Monday, Oct. 13, 1997

POP'S MOST POPULAR

By ROBERT HUGHES

Roy Lichtenstein, who died at 73 last week of complications arising from pneumonia, was not quite the most famous of the American Pop artists. That honor belonged to Andy Warhol, who made it somewhat dubious. Lichtenstein was always lower-key as a person, reserved, wryly courteous and not a great believer in the virtues of publicity. He neither sought nor avoided the limelight.

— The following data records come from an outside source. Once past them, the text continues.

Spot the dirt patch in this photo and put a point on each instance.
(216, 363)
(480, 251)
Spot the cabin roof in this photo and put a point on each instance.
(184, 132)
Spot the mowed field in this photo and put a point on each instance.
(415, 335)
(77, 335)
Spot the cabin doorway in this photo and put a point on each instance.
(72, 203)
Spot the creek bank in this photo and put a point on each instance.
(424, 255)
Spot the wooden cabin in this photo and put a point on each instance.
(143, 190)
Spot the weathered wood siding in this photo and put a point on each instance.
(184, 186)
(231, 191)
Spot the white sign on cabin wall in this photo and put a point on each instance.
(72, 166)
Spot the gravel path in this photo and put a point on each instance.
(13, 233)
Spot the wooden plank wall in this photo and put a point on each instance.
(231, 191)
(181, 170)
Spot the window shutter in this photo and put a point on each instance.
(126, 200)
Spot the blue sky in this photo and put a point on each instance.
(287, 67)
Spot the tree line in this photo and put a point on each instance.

Born in New York City in 1923, Lichtenstein served a stint in the Air Force during World War II--which must have laid the ground of his later comic-strip images of gung-ho pilots blasting their enemies from the sky--and then, after studying art at Ohio State University, moved back East. He was a slender, elegant man who, with his beaky nose and long gray hair pulled back in a ponytail, acquired in his later years an odd physical resemblance to Georgia O'Keeffe. He lived for his work, assiduously producing it on a near industrial scale--sculpture, prints, big murals, even a hull decoration for an America's Cup yacht--never making inflated claims for it, never posing as a maestro. The humor of his art came from a natural sweetness of temperament.

His breakthrough came with his first show at the Leo Castelli Gallery in 1962. Before long his work, as distinct from his personal "image," was the most popular of any Pop artist's. You could pick out his style underwater or a mile away, and it had none of the morbid undercurrent of Warhol's. It was its own logo. It fairly crackled with assertion and impersonality, both at once. Those Benday dots, that studied neutrality of surface, that not-so-simple love of a vernacular (romance and action comics of the '50s) that was already receding into nostalgia when Lichtenstein took it up in the '60s--whom else could it have belonged to?

Lichtenstein became known to an enormous public as "the guy who paints comics," but in fact the comic-strip phase of his work was quite brief: it lasted from 1961 to 1965, after which he moved on to other subjects and themes. The motif caused considerable offense, to the point where LIFE magazine nominated him as the worst artist in the world. But it enabled him to play with all manner of saucy ironies and In jokes, and in any case he never copied anything; each image underwent fastidious tweaking, reshaping and restyling. "Why, Brad darling, this painting is a masterpiece!" a blond woman exclaims to a clean-cut young painter in Masterpiece, 1962. "My, soon you'll have all of New York clamoring for your work!" Neither she nor Lichtenstein, at the time, knew how right she was.

What was he into? A game of displacement, often deeper than it seemed. At the time when Lichtenstein and his co-conspirators arrived on the scene, a sort of academy of spontaneity had formed in New York. Painters all over America had deduced from Abstract Expressionism that art, to be sincere, must be thick and splashy, so that the galleries were full of conventional signs for unconvention. A postmodernist before the term got going, Lichtenstein realized that in art, though style may not be everything, everything is style: every kind of image comes to us packaged in terms that inexorably turn into conventions. He was antinuance, antiheroism, antiexistentialist. With good humor and icy elegance, coupled with a genuine liking for his low-art or no-art sources in American vernacular, Lichtenstein was able to construct an art that approached real monumentality on the foundation of images that bien pensant taste regarded as trash.

That art could be beautiful when dealing with neutral subjects, such as in the Mirror series, 1969-72. When he turned to high-art ones (his pastiches of Picasso, Cezanne, Balla, Matisse and so on), he could wittily run variations on art-history classics without mocking the seriousness of his sources. He brought them down a bit, without malice, just as he raised the comics a bit, without condescension. He looked vulgar 35 years ago; today you see his dandy's taste almost before you see the painting.